Here is what I am trying to do. I need a way to capture nodes that have entered fast poll but have not gone down as per the polling interval. I have nodes that reboot faster than their polling interval as we modify polling intervals based on urgency and impact (ICMP and SNMP polling respectively). If the device is not classified to poll faster than the reboot cycle (think access switch here), then we may miss the node going down as it returns before the node comes out of the fast polling cycle. While a device may miss the first polling cycle and drop into fast poll for 2 minutes, the device may return to service before the fast poll period runs out meaning that the device never shows down. We want to avoid alerting on warning status alone as that will capture every node that misses a single polling interval, not necessarily nodes that actually rebooted.

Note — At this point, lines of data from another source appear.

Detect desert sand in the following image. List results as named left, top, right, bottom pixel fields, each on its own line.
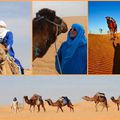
left=32, top=16, right=88, bottom=75
left=0, top=101, right=120, bottom=120
left=88, top=33, right=120, bottom=74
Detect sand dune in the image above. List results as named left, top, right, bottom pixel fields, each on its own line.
left=32, top=16, right=88, bottom=75
left=0, top=101, right=120, bottom=120
left=88, top=33, right=120, bottom=74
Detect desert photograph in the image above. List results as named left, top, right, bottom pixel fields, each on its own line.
left=0, top=2, right=32, bottom=75
left=32, top=1, right=88, bottom=75
left=88, top=1, right=120, bottom=74
left=0, top=76, right=120, bottom=120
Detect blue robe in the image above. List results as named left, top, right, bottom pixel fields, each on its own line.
left=3, top=31, right=23, bottom=70
left=55, top=24, right=87, bottom=74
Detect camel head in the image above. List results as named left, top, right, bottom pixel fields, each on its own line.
left=33, top=8, right=68, bottom=60
left=0, top=44, right=7, bottom=64
left=23, top=96, right=29, bottom=100
left=82, top=96, right=93, bottom=101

Our ICMP intervals are 60, 90, 120 and 150 seconds (urgency 1 – 4) and SNMP polling of 5, 10, and 15 minutes (impact 1 – 3). Worst case scenario is that a node:
1) Responds to an ICMP request and then fails
2) Polling engine waits 150 seconds to poll again and misses (maybe)
3) Starts fast polling for 120 seconds (default)

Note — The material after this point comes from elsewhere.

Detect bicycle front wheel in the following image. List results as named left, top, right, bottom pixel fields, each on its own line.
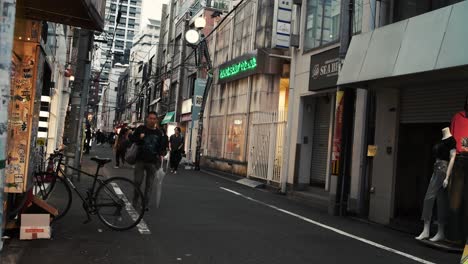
left=95, top=177, right=145, bottom=231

4) Node responds on the last of the fast poll periods for a total of 270 seconds down.
We had been alerting on node reboot, in addition to node down, but since node reboot is based on an SNMP service restart, every time we made a change to the SNMP daemon on a Linux box we got an erroneous node down notification. We noticed the problem on low priority switches that appeared to be rebooting between polling intervals and coming back up to a pingable state faster than the status interval + fast polling period
Any ideas?
I know that we could a) reduce the fast polling period or b) change the urgency of a node, but the later change will also change the nodes priority for escalation is isn't really an option. Just wondering if there are any alert configurations out there that capture for this scenario. Last reboot works, but I have to wait for the node to come back up before I alert -- and that could be a multi-minute delay.
Thanks,
Josh